Exosomes Derived from Adipose Stem Cells Inhibit Skin T Cells Activation and Alleviate Wound Inflammation.

Abstract

Background: Skin T cells are essential for maintaining the skin's immune barrier and promoting early wound healing. Exosomes from adipose-derived stem cells (ADSCs-exo) can accelerate wound healing and reduce inflammation, but their impact on skin T cell inflammation is unclear.

Objectives: This study aims to explore ADSCs-exo's regulatory effects on skin T cells and wound inflammation.

Methods: ADSCs-exo were isolated by differential ultracentrifugation. An in vitro inflammation model using the human skin T cell line HuT 78 was established to analyze the effects of ADSCs-exo on T cell activation markers, inflammatory cytokines, and PI3K/Akt signaling. Apoptosis in HuT 78 cells was assessed with Calcein-AM/PI staining. A full-thickness skin injury model in C57 mice was used to evaluate ADSCs-exo's impact on dendritic epidermal T cells (DETCs) and inflammatory cytokine expression.

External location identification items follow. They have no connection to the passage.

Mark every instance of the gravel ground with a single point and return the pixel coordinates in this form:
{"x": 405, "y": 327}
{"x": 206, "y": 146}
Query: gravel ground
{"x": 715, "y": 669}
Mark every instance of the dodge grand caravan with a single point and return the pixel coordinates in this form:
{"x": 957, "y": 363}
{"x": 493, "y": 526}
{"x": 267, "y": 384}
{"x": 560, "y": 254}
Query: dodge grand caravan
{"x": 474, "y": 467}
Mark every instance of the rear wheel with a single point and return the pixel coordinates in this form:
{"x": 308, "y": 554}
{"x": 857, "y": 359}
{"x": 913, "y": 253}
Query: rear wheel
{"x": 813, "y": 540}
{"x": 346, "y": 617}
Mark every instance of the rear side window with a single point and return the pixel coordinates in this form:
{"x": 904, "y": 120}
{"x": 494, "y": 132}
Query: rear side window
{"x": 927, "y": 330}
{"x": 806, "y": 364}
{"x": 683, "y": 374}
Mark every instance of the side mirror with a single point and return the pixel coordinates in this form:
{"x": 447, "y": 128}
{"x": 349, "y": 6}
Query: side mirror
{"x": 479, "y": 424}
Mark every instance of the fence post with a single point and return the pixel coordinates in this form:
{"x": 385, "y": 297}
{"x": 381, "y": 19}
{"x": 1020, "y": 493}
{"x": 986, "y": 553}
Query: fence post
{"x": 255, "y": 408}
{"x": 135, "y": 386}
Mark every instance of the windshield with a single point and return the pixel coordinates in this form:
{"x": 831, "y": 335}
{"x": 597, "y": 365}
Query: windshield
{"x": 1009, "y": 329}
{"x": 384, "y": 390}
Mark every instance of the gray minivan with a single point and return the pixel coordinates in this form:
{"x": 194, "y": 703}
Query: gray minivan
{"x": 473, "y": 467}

Results: Phorbol 12-myristate 13-acetate (PMA) enhances IL-2, IL-17A, TNF-α, and IFN-γ mRNA expression, upregulates CD25 and CD69, and decreases Akt and PI3K phosphorylation in HuT 78 cells. PMA also promotes apoptosis. ADSCs-exo alone do not significantly affect CD25 and CD69 expression, but co-treatment with PMA and ADSCs-exo reduces CD25 and CD69 expression, inhibits IL-2 and IL-17A, and increases Akt and PI3K phosphorylation compared to PMA alone. Furthermore, ADSCs-exo can reverse the pro-apoptotic effect of PMA. In vivo, DETCs comprised 1% of mouse epidermal cells and increased at the wound margin post-injury. ADSCs-exo reduced DETC and IL-17A expression early in wound healing.

Conclusions: ADSCs-exo inhibited PMA-induced skin T cell activation and inflammatory cytokine expression. While acute trauma increased DETC expression at the wound site, ADSCs-exo inhibited early DETC and IL-17A expression, preventing excessive inflammation.